Nadim Houry of the group's Beirut office says rights workers spoke to at least 20 eyewitnesses who insist that security forces have prevented doctors and medics from treating wounded protesters:

"Security forces were preventing medical personnel from reaching the wounded, either by firing at anyone who would get closer to the wounded protesters or by preventing ambulances from reaching areas where people were wounded or even detaining wounded protesters as the arrived to hospitals. That has led many of the doctors to treat the wounded protesters either in private homes or in actual mosques," he said.

Houry says that conditions in the flashpoint city of Daraa were so primitive that doctors "used a spoon to determine the position of a bullet on one patient."

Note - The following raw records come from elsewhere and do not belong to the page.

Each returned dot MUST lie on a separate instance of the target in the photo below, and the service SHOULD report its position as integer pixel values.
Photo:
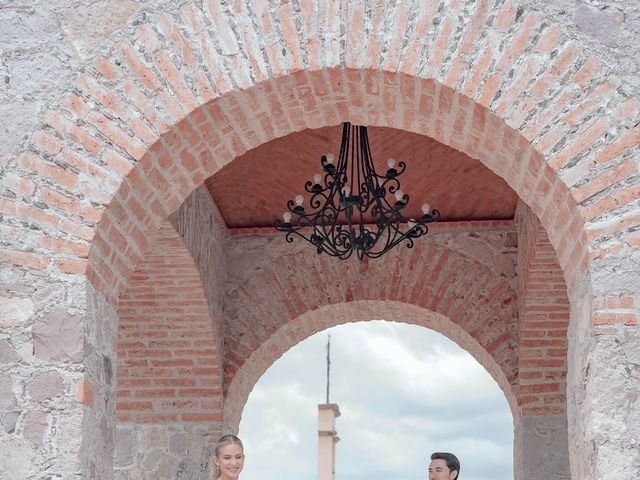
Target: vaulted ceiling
(252, 191)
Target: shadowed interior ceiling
(252, 191)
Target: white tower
(327, 435)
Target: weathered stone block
(35, 426)
(45, 386)
(16, 311)
(603, 25)
(58, 337)
(7, 353)
(7, 397)
(9, 421)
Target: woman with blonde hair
(228, 458)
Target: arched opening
(172, 101)
(404, 391)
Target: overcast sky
(404, 391)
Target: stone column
(540, 447)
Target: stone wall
(545, 95)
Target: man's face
(438, 470)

The editor of Syria’s official government daily Al Thawra told al-Jazeera television that the foreign press was "exaggerating the scope of violence inside Syria." Syria has prevented most foreign journalists from visiting strife-torn areas and expelled many from the country.

In the Yemeni capital, Sana'a, and other cities, tens of thousands of protesters rallied to denounce a Gulf Cooperation Council mediation plan that calls for President Ali Abdullah Saleh to hand over power to his vice president. The protesters complain that the plan gives President Saleh immunity from prosecution.

Elsewhere, thousands of student protesters rallied in the Algerian capital, Algiers, to demand the resignation of the country’s education minister.

Thousands of students in Algeria have marched toward the presidential palace in the capital, Algiers, where they were confronted by security forces.
News reports say the students clashed with security forces in front of the presidential palace.